An unlikely friendship links the Volga and the Vaigai

Pankajam Sivaraman and Alexander Dubiansky, although thirty years apart in age, forged a kinship over two decades. Courtesy Kalpana Karunakaran
30 June, 2021

On 19 November 2020, the Indian embassy in Russia announced that Alexander Dubiansky, a professor of Tamil studies at Moscow State University, had died of COVID-19 at the age of 79. Dubiansky was a reputed scholar of the Tamil language and its literature, and the news of his death led to an outpouring of grief through social-media posts by writers, scholars and leaders across the political spectrum in Tamil Nadu. He was remembered as “an adopted son of Mother Tamil,” whose devotion to the language had “linked the Volga and the Vaigai rivers.”

Dubiansky’s scholarship contributed to, and was in turn shaped by, a rich exchange of ideas between Tamil and Russian writers, readers and scholars. D Ravikumar, a Tamil author and member of the Lok Sabha, wrote an extended obituary note for the journal Manarkeni, in which he placed Dubiansky’s work in the context of the shared scholarship that evolved through cross-cultural exchanges between India and the Soviet Union. The fall of the Soviet Union, which had actively promoted the study of Indian languages, precipitated a collapse of the institutions that had buttressed this relationship. As state patronage waned in Russia during the 1990s, individual researchers such as Dubiansky took on the mantle of preserving and reviving the ties forged by the two nations and their literary cultures.

Although his life was dedicated to the study of languages, Dubiansky’s daughter Tatiana Dubianskaya told me that his first love was music. He had been trained as a classical pianist but, after being conscripted into the army for three years, found that the interruption in his musical training made it impossible for him to pursue a professional career. A friend of his, a Sanskrit scholar, suggested that he take up the study of ancient civilisations instead. Dubiansky enrolled in Moscow State University’s Institute of Oriental Languages, which had just begun to teach Tamil. After years of applying for permission to travel to India—as Tatiana put it, studying foreign languages was often the only way for Soviet citizens to travel abroad—he was finally allowed to spend nine months at Madras University in 1978.

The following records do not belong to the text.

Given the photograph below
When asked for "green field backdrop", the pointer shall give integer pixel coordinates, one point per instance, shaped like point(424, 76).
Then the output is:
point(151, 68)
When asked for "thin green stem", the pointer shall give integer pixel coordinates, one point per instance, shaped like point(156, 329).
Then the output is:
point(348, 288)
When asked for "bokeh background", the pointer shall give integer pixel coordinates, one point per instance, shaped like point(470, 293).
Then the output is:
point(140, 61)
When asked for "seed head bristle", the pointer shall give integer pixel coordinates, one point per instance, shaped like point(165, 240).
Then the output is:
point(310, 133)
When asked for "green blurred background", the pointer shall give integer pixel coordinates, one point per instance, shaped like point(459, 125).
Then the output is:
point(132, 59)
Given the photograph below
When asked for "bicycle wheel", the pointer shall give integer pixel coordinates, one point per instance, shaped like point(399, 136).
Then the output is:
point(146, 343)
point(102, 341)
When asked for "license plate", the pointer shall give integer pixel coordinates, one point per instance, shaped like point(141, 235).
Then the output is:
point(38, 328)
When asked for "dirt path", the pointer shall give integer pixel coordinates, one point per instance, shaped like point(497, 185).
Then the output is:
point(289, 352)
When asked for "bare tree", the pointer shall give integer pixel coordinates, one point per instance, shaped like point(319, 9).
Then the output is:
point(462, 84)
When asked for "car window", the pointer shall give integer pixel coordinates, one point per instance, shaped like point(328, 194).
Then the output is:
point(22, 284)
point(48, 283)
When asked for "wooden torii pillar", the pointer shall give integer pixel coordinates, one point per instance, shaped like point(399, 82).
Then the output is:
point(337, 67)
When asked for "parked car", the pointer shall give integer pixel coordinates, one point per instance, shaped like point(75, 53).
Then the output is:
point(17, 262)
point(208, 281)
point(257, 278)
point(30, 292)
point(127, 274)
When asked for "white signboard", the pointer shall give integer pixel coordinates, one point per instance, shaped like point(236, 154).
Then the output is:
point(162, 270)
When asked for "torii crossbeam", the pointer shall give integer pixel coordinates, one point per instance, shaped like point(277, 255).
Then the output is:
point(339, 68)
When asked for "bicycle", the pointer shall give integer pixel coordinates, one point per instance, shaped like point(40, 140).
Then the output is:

Dubiansky’s scholarship lay in the field of Sangam literature—the earliest corpus of Tamil writings, compiled between the first and third centuries CE. In his obituary, Ravikumar recalled that Dubiansky’s paper on the Tholkappiyam, a text on Tamil grammar, aroused much interest among participants at the World Classical Tamil Conference in Coimbatore, in June 2010. The paper, Ravikumar wrote, delineated what the text had borrowed from other texts as well as which elements were unique to the Tamil language. Dubiansky had shown, for instance, how writings in Tamil and Sanskrit reflected and echoed content in each other, and thus could not be considered mere translations.